I stole photos
My third and final Hustle up the Hancock is behind me! And I did OK for not doing any stair training. I routinely do 100 squats twice a week, so I was counting on my newly beefy quads to propel me up 94 flights of the John Hancock Center. But my quads started quivering around floor 15. And I made it the rest of the way on little more than get-this-over-with-ness and the highly appropriate Dreamgirls snippet that got stuck in my head and fit perfectly with the seven-step chunks of stairs I was climbing: STEP! MOVE it MOVE it MOVE it RIGHT to THE top STEP (walk walk walk) STEP! MOVE it MOVE it MOVE it, etc. I did the climb in 19:09 the last two years, but my utter lack of training this year added a minute and a half to my time. So I staggered to the top-floor observation deck yesterday in 20:36 and gladly accepted the fact that my Hustle days were over. And as a card-carrying douchebag, I have no intention of forking over any money for commemorative photos. So all I have to show you that I did the Hustle is this proof (you can tell it’s a proof because of the giant word PROOF angling up the middle) that I stole from the photo people’s web site:
I destroyed a rehearsal
Hustle up the Hancock is a fundraiser for the Respiratory Health Association of Metropolitan Chicago, so there is cruel irony in the fact that all those people climbing all those seldom-used stairs kick up tons of metallic-tasting dust that we all suck deep into our lungs. And by the time I went to rehearsal two hours later, I had a hacking cough and a throat full of rust-flavored pudding that prevented me from doing important rehearsal things like controlling pitch and matching tones and blending with other singers. All of which become glaringly obvious when everyone is singing a cappella. So I was the sucky douchebag who brought the whole rehearsal down for two hours.

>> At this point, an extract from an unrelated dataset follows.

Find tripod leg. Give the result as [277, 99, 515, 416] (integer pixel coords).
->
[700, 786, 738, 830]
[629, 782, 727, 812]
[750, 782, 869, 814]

I hoarded food for invalids
A friend of ours is currently recovering at home from a pretty horrific encounter with a car. He’s immobilized in casts and for the next few weeks pretty dependent on his devoted husband and the parade of friends who drop in and demand to supply vast mountains of food and flowers and assistance. And in the spirit of making their lives easier I thought I’d make him good and farty. So I made a massive crock of my favorite turkey chili for them, of course skimming off a few bowls for myself before I delivered it to their door. Because I’m not that altruistic.
I made a child cry
The domestic partner and I spent Saturday afternoon teaching our nieces and their mother how to make pies. We let the girls use the kick-ass apple peeler my folks bought us and we got flour and sugar and other surprisingly sticky ingredients all over the kitchen, but we managed to make a latticed apple pie and a crumbly Dutch apple pie without searing any flesh off any body parts except for my left pinky. While we waited for the pies to bake, the girls bounced around the family room to Just Dance, a Wii game that shows you an abstract-y girl doing arm-wavy choreography to trendy pop songs. You’re supposed to dance along as though the girl were your mirror, and every time the Wii remote thingy detects that your arms are moving in the right ways, a little shoe or hot dog or other cartoon symbol that you chose to represent your badass self rains sparkle dust into a giant clear tube to measure how well you’re doing. Just like any Tuesday night in our bedroom! Everything was going fine until the girls decided to challenge us uncles to a dance-off. And, being a federally licensed choreographer, I naturally smoked my little 8-year-old challenger on my first try. And being a total heartless douchebag, I turned to her and said, “I smoked you!” Not “Good job!” or “High five!” or “You rock!” or “You obviously do a lot of practicing!” or “Can I try on your shoes?” No. I went right to the trash talk I always do with people who have mortgages. And the look on her face made me want to stab myself in the heart. Once I pulled the knife out of hers, of course. In my defense, we were dancing to one of the most heinous-anus abortions of pop music known to man: that “zig-a-zig-HA!” dreck by the Spice Girls. So I get a thousand points just for playing along. Plus I totally did smoke her. And it’s not like I broke her nose with a hearty head-butt like I normally do when I win dance-offs at nursing-home sing-alongs and abortion rallies. But I was still a total douchebag. And even though she seemed to get over it once the next song came on … and especially once we served her pie and ice cream … I will always and forever be the uncle who made the little dancing girl cry. And I now have two reasons to hate that stupid song.